Dean Wesley Smith describes using many craft techniques – tags, power words, etc., as sprinkling a spice in your writing. It adds depth and flavor when done right. If you do it wrong, it can pull the reader right out of the story – just like that mouthful of cayenne pepper when you used a tablespoon instead of a pinch.

So I went back to the Eve Dallas books, and then my manuscript.

Essentially that’s what I did in the prolog. Instead of sprinkling the technique through the pages as J.D Robb did, I spooned it on thickly in just about every other paragraph. Because I was now reading the story from a different perspective, I saw what I’d done and felt how clunky the story flowed. Not good as I could lose a reader in the first four or five pages, and they would never know why they didn’t feel at home with the story.

It didn’t take long to make some changes that improved the flow of the opening. Now I have to read through my current work-in-progress and make sure I used sprinkles and not spoonfuls.

A Licensing Wrinkle

Over this past weekend, I was browsing the DepositPhotos web site looking for images I can license for book covers. I have a couple of projects currently in their early stages, but I have a fairly clear vision of how I want the covers to look to fit into that genre.

One of those visions is to have a New York image as a background with the characters in the foreground.

Easy enough you’d think, except there are several hundred thousand images of New York on DepositPhotos. They range from instantly recognizable landmarks like Central Park or the Empire State Building to street and alleyway scenes you’d only recognize if you lived close by.

I’m getting better and refining the searches and quite quickly found an image I liked that fit what I was looking for. When I clicked on the image for more details, it came up, and there was a white callout box above the image that said Editorial Use Only. Interesting, I thought. What does that mean? Fortunately, there was a pop-up box along with the callout to explain Editorial Use Only.

Essentially these images can only be used for non-commercial purposes and their use in any published work that involves the payment or receipt of a fee is prohibited.

Bummer, but as I said with several hundred thousand images it just took another few minutes to find something I could use without the Editorial Use Only restriction. The cover mockup looked good as well.

Before finishing a quick recap on Pro-Writing Aid Everywhere.

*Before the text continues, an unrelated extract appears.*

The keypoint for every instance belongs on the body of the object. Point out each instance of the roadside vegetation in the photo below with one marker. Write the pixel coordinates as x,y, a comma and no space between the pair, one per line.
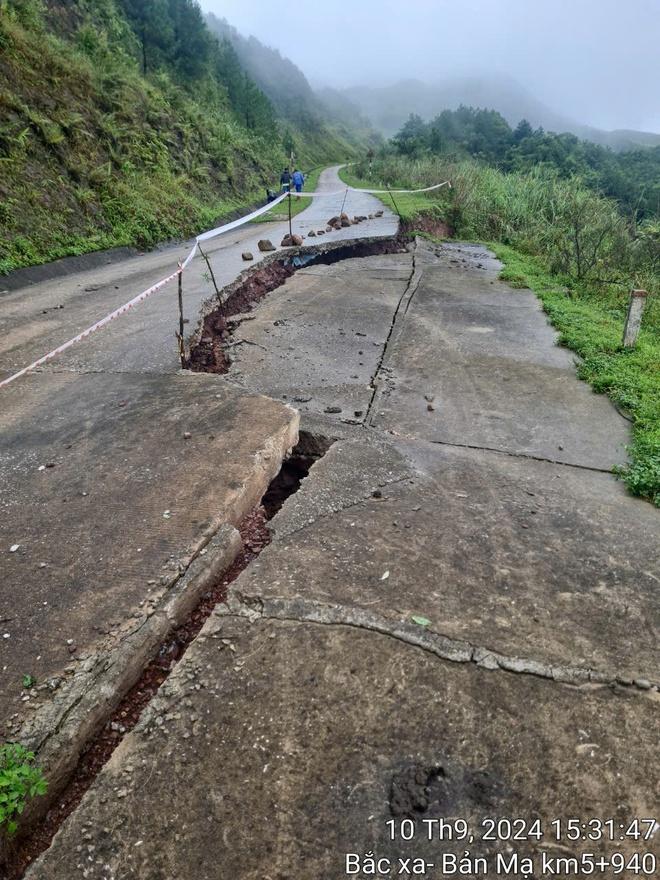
20,779
126,123
578,249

I am getting to better grips with it. There are still some areas that feel a little clunky, but overall it has removed a step from my editing workflow.

Another Upgrade

This past weekend, I finally finished the read through and edit of my latest novel and began putting the changes into the Scrivener project.

My normal workflow once a story is finished, is to run it through Pro-Writing Aid to catch grammar, punctuation, and spelling issues. Then I print out and do the read through mentioned above.

I use Pro-Writing Aid as a desktop app, and when I opened it there was the message – upgrade available. So I upgraded. The desktop app is still there but in addition, I now have ProWriting Aid Everywhere.

I left Everywhere alone for a week or two because my guess was this upgrade required a learning curve. And boy was I right.

Being able to pull up ProWriting Aid without leaving my Scrivener document was a huge plus. Potentially, it lets me combine two steps into one – make the edits, check with ProWriting Aid. Done!

Except not exactly.

The integration works well in Word and Obsidian. Not so well in Scrivener. The first thing I noticed was all the spellings I added to the ProWriting Aid dictionary were gone and there didn’t seem to be a way to recreate them. Perhaps not much of an issue when writing a contemporary story, but a real pain with all those Babylonian names and places.

I finally found the dictionary in my online profile and added the words, but I used to be able to do that directly from within the app.

I can absolutely see the advantages of having ProWriting Aid available without having to leave the application you’re writing with. It’s just going to get longer to get used to, and understand the nuances, than I thought.